Learn advanced concepts in statistics such as confounding variables, z-scores, and effect size
Independent variables versus dependent variables
Whenever you’re conducting an experiment to see how one thing affects another, you will have at least one Independent Variable – IV – and at least one Dependent Variable – DV. So what does that mean?
Your independent variable is the variable you think is the cause of your effect. For example, imagine that your hypothesis was that ‘playing violent video games leads to more aggression in teenage males’. In this example, your independent variable would be ‘teenage males playing violent video games’.
Your dependent variable is the variable that you think is dependent on the independent variable. In the above example, your dependent variable would be the ‘amount of violent aggression’. Put simply, you think that changes in the independent variable cause the dependent variable to change.

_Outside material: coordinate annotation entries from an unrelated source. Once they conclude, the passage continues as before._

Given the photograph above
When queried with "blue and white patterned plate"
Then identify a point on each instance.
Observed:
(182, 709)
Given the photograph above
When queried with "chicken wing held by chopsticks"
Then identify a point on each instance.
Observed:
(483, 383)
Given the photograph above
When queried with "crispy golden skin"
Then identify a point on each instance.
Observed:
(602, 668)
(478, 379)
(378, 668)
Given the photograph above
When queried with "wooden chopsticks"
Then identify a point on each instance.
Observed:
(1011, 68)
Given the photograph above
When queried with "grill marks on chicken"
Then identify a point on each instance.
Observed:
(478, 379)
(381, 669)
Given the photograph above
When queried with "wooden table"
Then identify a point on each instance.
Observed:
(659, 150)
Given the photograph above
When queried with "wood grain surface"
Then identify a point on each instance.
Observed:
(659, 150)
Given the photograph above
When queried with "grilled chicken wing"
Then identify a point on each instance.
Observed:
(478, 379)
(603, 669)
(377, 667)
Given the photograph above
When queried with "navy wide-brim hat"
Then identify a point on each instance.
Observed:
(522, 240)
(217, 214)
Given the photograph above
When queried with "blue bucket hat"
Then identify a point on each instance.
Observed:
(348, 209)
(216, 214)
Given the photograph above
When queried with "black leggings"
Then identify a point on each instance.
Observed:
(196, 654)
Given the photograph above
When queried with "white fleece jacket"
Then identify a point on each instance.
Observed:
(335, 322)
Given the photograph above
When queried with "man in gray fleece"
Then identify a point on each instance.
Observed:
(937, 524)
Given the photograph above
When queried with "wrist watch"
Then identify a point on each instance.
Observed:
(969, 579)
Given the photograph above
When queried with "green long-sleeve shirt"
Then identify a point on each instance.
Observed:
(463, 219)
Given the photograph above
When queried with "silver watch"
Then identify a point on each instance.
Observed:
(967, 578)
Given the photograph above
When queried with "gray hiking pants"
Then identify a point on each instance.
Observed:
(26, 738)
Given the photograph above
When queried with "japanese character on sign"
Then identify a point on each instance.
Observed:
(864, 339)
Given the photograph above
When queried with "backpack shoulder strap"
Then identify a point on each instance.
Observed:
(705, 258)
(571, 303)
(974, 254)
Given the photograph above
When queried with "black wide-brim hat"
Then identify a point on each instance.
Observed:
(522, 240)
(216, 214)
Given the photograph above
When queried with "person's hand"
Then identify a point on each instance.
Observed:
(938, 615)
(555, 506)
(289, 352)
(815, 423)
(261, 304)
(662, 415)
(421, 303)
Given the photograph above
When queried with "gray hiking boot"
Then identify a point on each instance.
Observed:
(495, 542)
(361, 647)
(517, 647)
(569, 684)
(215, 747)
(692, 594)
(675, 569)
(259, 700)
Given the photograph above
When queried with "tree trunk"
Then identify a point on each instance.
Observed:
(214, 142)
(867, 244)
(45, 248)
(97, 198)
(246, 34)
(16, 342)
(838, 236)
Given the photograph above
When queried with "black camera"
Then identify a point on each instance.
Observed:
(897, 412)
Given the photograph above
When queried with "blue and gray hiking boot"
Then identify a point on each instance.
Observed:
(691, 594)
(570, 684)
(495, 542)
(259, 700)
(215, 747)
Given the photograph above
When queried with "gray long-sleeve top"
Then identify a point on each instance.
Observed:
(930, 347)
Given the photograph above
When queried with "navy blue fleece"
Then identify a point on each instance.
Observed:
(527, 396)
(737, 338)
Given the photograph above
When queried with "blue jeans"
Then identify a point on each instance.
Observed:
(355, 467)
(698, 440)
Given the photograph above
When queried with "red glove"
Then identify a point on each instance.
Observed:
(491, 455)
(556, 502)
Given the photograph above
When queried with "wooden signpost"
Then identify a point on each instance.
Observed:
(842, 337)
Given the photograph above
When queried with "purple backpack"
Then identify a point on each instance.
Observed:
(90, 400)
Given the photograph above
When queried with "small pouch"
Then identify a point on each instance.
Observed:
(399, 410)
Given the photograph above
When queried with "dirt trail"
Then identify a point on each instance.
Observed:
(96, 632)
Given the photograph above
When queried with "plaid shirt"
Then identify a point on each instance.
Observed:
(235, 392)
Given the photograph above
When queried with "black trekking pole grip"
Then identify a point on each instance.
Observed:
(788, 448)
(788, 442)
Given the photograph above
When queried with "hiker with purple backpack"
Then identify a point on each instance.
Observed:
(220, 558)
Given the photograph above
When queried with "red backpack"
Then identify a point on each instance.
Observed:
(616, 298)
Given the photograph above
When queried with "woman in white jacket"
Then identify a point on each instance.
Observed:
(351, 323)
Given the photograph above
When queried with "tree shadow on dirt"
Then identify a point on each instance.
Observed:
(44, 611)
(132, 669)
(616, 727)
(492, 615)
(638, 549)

Generally, when we are conducting experiments, we are manipulating one variable, which is the independent variable and observing or measuring the effects on the dependent variable. In this case, we are making people play more violent video games and then testing their aggression! So, if in doubt, ask yourself, which one are you manipulating? That’s your independent variable.
Mediating variables
A mediating variable is a third variable that sits between two variables, being affected by the first, and also influencing the second – the first being your independent variable, and the second being your dependent variable.
As an example, if you’re studying the effects of sleep on educational achievement, alertness could be an intermediary variable. So there is a causal pathway that runs from amount of sleep to alertness to academic achievement.
The result here is that academic achievement could be improved by influencing the independent variable – getting more sleep – or by influencing the mediating variable, alertness, through the use of stimulants – like coffee.
Moderating variables
As an example, if you’re studying the relationship between stress and anxiety, one moderating variable might be time spent with friends and family – a support system. If they do have a support system, the relationship between stress and anxiety might be weaker than it is for people without one. There are many different moderating variables that can come into play. They can also be difficult to control for in your research. However, you can take them into account when interpreting your results if you are aware of them.
But another example that shows the influence that moderator variables can have on your study might be the relationship between education level and marital prospects. Men of higher education might be more likely to marry than men with lower levels of education. Whereas women with higher levels of education might actually be less likely to marry than women with lower levels of education. In this case the relationship is not weaker, but actually the opposite.
As you can see, moderator variables affect not only the strength of relationships but also the direction.
Confounding variables, an example
To understand confounding variables, let’s pose the question – can an ice cream commit murder?
What if I told you that as the sales of ice cream rise, so does the murder rate? That means there is a positive correlation between sales of ice cream and the murder rate and your statistical tests show that this relationship is significant. So does that mean that ice cream is causing violence?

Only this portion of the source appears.